On the front page of Haskell.org, you will see this implementation of the sieve of Eratosthenes:
primes = sieve [2..]
where sieve (p:xs) =
p : sieve [x | x <- xs, x `mod` p /= 0]
When you see this for the first time it’s amazing. But it’s not the sieve of Eratosthenes.
The problem with the algorithm is the way it crosses-off numbers. In the true sieve of Eratosthenes when we find a prime number, \(p\), we start at \(p^2\) and from there we cross-off multiples of \(p\). For example, when calculating prime numbers less then 100, when we find 7 we start at 49 and cross-off 56, 63, 70, 77, 84, 91, and 98. That’s 8 operations. When the false algorithm finds 7, it checks every number from 8 to 100, that’s 92 operations!

Melissa E. O’Neill gives us a real functional, lazy, implementation of the algorithm in her paper, The Genuine Sieve of Eratosthenes.
For every number, we check if it’s a multiple of a prime seen so far.
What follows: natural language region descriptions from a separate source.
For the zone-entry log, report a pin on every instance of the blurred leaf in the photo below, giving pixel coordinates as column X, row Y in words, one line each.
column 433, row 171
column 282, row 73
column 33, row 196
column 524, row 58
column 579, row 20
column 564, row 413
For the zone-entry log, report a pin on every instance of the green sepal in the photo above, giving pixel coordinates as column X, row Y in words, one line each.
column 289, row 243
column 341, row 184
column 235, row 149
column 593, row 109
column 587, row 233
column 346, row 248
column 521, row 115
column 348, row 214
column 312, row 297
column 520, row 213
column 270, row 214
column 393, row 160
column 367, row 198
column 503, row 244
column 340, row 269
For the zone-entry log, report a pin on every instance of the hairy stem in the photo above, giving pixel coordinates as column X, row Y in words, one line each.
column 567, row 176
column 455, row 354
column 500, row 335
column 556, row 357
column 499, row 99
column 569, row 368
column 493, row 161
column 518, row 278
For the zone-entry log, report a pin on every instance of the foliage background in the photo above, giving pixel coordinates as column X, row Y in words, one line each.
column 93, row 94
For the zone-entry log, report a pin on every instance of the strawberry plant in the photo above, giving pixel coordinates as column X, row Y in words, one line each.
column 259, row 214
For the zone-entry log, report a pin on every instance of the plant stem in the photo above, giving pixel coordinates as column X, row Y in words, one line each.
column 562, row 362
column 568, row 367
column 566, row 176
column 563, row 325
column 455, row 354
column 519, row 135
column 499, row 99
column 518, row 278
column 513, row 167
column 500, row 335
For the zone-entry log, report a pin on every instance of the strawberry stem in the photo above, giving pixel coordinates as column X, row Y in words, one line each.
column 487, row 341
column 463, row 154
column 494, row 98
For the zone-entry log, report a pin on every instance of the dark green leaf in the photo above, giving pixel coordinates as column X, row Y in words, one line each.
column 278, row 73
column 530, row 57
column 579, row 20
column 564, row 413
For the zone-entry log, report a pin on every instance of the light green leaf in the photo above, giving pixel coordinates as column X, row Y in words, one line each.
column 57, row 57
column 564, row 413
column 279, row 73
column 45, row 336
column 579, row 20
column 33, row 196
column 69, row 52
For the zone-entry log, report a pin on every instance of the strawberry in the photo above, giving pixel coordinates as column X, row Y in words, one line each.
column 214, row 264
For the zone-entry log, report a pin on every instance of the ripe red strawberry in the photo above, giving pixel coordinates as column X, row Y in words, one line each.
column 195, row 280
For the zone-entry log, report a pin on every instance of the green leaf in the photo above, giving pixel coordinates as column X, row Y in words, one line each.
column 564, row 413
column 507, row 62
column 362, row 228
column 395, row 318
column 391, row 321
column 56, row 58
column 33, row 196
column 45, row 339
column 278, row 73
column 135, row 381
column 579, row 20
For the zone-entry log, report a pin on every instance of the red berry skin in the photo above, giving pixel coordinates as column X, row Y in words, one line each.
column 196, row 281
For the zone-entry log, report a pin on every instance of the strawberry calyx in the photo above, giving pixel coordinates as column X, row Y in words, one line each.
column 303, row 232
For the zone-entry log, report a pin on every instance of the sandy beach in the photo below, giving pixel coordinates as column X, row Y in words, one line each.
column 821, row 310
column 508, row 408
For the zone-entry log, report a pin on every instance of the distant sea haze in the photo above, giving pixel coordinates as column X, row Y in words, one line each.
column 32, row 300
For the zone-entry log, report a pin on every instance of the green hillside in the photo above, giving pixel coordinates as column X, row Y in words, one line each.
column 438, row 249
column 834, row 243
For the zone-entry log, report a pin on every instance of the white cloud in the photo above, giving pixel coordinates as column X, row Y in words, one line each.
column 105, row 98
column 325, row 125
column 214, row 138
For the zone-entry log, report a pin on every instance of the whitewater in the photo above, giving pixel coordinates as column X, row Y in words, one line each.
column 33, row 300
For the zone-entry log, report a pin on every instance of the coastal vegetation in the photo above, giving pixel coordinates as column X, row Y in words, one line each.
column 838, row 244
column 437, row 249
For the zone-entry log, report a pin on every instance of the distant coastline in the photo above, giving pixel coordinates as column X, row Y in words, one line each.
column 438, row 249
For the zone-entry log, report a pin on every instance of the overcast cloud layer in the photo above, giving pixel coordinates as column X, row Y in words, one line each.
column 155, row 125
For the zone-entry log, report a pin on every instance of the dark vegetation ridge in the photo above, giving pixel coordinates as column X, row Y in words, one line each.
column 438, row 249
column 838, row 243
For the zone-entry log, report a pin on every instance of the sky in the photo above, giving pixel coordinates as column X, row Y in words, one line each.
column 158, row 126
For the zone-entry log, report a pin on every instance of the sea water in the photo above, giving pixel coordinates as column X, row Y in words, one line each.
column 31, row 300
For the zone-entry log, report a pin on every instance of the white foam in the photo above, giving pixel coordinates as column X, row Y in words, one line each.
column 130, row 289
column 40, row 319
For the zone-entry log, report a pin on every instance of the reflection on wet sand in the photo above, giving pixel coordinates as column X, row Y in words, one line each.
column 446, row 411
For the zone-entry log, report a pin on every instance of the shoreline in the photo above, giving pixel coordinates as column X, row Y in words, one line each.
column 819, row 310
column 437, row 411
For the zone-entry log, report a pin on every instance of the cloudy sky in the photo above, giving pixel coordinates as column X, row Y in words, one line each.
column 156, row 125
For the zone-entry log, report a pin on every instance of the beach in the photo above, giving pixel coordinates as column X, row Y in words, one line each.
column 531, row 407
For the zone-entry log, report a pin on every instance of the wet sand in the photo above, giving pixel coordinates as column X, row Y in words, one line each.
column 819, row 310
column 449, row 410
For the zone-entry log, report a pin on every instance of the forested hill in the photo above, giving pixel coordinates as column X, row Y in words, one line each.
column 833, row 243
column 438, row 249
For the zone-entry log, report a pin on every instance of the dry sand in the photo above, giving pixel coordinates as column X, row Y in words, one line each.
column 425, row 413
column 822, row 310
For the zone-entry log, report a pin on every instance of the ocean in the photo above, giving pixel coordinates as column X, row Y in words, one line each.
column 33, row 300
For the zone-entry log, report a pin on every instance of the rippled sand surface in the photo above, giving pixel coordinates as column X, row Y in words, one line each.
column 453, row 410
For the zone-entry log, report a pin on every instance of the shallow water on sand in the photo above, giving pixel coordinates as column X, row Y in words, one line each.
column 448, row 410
We don’t have to check all the primes. We store the primes in a priority queue, indexed on the smallest multiple of it we have seen. We only compare the current number to the smallest index of the queue. If it equals our current number, we know our number must be a composite. We then increment the prime multiple to the next multiple of the prime, and insert it back into the queue. (We also have to adjust the queue because some numbers are inserted more than once. 12 will be in the queue twice because \(2^2+2+2+2+2=12\) and \(3^2+3=12\). Notice 12 is also crossed-off twice in the animation.)
We store multiples of primes as infinite lists. Laziness is key.
My interpretation of the algorithm uses Data.Set as a priority queue, because the functions insert
and findMin
are \(O(log(n))\).
import qualified Data.Set as PQ
primes :: [Integer]
primes = 2:sieve [3,5..]
where
sieve (x:xs) = x : sieve' xs (insertprime x xs PQ.empty)
sieve' (x:xs) table
| nextComposite == x = sieve' xs (adjust x table)
| otherwise = x : sieve' xs (insertprime x xs table)
where
(nextComposite,_) = PQ.findMin table
adjust x table
| n == x = adjust x (PQ.insert (n', ns) newPQ)
| otherwise = table
where
Just ((n, n':ns), newPQ) = PQ.minView table
insertprime p xs = PQ.insert (p*p, map (*p) xs)
The difference in time it takes each algorithm to calculate the 10,000th prime number on my machine is huge:
False sieve:
real 0m7.913s
user 0m7.886s
sys 0m0.016s
O’Neill’s algorithm:
real 0m0.248s
user 0m0.241s
sys 0m0.004s
The false sieve takes almost 8 seconds! Compare this to the real sieve which takes about 0.24 seconds.